On chalkboards, large maps and interactive cardboard charts, Uptown and Oakland residents told City planners Thursday they want less parking spaces and more community spaces, like gardens and parks.

More than 200 Oakland and Uptown residents and business owners attended an eco-innovation district launch party at 300 Gist St. from 6 to 9 p.m., an event that kicked off the city government’s redevelopment efforts in the Uptown and West Oakland neighborhoods. Though the city is in the planning stages right now, Oakland Planning Development Corporation, City Planning and Uptown Partners hosted the event, where residents expressed excitement over the possibility of new businesses and restored housing.

According to Justin Miller, senior planner at City Planning, a $1.2 million grant from the Federal Transit Administration will fund the development project. The city will work on local infrastructure, including bike lanes and storm water management, before applying for larger development grants.

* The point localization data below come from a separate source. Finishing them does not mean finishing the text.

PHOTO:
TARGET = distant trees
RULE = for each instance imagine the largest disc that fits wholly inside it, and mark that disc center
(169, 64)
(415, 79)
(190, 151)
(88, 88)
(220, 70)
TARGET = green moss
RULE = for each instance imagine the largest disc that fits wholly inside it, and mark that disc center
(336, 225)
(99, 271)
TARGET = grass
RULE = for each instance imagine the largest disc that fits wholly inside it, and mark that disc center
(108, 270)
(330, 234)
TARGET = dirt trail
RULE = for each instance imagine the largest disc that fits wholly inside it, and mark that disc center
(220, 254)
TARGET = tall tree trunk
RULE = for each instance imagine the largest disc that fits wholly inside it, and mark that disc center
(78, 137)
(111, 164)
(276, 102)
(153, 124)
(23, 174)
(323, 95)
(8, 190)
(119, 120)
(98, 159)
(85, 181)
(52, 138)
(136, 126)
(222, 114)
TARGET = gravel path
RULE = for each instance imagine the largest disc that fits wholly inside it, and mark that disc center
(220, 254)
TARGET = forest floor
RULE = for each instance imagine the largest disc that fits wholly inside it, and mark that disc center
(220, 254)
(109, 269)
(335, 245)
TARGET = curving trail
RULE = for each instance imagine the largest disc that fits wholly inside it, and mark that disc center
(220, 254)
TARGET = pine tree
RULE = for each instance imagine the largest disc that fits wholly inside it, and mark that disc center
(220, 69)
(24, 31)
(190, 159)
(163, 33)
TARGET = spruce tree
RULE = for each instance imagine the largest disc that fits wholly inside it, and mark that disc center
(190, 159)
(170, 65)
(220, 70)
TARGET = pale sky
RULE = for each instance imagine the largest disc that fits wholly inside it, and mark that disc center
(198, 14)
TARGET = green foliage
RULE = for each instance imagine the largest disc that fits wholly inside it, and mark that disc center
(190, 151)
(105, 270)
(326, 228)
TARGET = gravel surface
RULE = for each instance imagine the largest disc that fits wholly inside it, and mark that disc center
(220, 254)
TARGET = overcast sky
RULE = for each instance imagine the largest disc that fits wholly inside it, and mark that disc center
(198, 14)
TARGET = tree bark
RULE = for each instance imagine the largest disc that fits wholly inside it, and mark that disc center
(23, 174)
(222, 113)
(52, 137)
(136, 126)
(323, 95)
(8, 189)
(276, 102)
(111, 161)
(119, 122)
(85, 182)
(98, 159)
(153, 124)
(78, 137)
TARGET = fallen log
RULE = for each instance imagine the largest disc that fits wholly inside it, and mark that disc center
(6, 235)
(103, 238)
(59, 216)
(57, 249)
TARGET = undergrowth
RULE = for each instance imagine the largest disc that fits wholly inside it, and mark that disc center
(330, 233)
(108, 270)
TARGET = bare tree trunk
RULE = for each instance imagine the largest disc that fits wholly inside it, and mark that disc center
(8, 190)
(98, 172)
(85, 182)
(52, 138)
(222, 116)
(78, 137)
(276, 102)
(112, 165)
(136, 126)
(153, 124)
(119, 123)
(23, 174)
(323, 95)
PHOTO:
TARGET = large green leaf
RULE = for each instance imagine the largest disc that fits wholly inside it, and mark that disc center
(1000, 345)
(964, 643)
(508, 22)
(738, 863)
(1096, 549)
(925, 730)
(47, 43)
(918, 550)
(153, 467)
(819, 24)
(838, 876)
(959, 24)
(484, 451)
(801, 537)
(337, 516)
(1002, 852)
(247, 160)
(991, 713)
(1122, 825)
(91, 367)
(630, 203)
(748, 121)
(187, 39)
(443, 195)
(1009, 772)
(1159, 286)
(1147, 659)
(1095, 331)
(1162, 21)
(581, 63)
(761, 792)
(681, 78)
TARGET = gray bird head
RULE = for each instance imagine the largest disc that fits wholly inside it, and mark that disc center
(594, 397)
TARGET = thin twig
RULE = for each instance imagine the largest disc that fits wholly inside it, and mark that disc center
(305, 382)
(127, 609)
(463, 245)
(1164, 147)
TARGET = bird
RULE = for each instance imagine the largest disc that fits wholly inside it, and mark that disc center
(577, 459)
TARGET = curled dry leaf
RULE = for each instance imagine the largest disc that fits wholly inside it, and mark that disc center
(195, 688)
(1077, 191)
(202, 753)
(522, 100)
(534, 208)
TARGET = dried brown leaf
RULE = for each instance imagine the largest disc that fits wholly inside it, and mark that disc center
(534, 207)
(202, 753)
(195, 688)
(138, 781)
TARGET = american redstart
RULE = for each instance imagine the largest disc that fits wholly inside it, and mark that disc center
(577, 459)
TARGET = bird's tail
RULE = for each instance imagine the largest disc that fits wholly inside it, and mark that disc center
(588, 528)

He said the city wants to adopt a plan that works for future sustainable development, and he expects the improvements to start by the end of this year. In the meantime, the city wanted to hear from its residents before they make changes by hosting the launch party.

“We know Uptown is a key location,” Miller said. “We want to make sure people have their input.”

Miller said the company plans to host another party next year. At this year’s event, residents were eager to voice their concerns, but some residents were worried that Uptown may be overdeveloped.

John Szabo, an Uptown resident for 52 years, said he came to the launch to learn more about the potential eco-innovation district and to ensure the city protects the local residents during the development process.

“I’m worried about displacement,” Szabo said. “We want a better neighborhood, but not at the expense of the people that live here, like what happened in East Liberty.”

At the event, residents had the opportunity to voice their opinions through sticky notes on blank cardboard displays, including improved roads, more housing and more activity for businesses. At an interactive voting station, residents voted on issues they thought were most important for the area, such as “faster bus routes” or “well lit streets.”

Dale Shoemaker | News Editor

Dale Shoemaker | News Editor

When residents had the chance to express words to describe Uptown, many tacked on notes with words like “potential.”

Miller said the launch is the first step to improving Uptown and Oakland.

“Anyone can see the streets around here are in terrible shape,” Miller said.

James Noschese, a frequent Uptown visitor since 1965, said he has noticed the rough condition of the roads and wants the city to install traffic lights at a local intersection.

“Over the past two years, there have been 20 accidents at the intersection of Gist and Forbes,” he said. “We need help making these changes.”

When the city started an urban renewal project the East Liberty neighborhood in many large businesses took over much of the area, but at the cost of increasing rent in the areas surrounding Penn Avenue.

Dale Shoemaker | News Editor

Dale Shoemaker | News Editor

Szabo said though he is not sure yet if gentrification will happen in Uptown, the phenomenon can happen when cities bring in big development projects.

“There has to be a balance between the residents and the new development,” Szabo said.

Wanda Wilson, director of OPDC, said the organization got involved in the replanning of the area because of the neighboring location.

“We have a lot of the same issues here in Oakland, and we share street corridors, like Fifth, Forbes and the Boulevard of the Allies,” Wilson said. “We want to think collectively.”

Mayor Bill Peduto, who attended the event, said it is important to the city to create a development plan that works for the people living in Uptown and Oakland. Peduto said he wants to prevent displacement of residents and make sure Uptown has the highest standards for sustainability.

“We want this to be a model for the rest of the city,” Peduto said.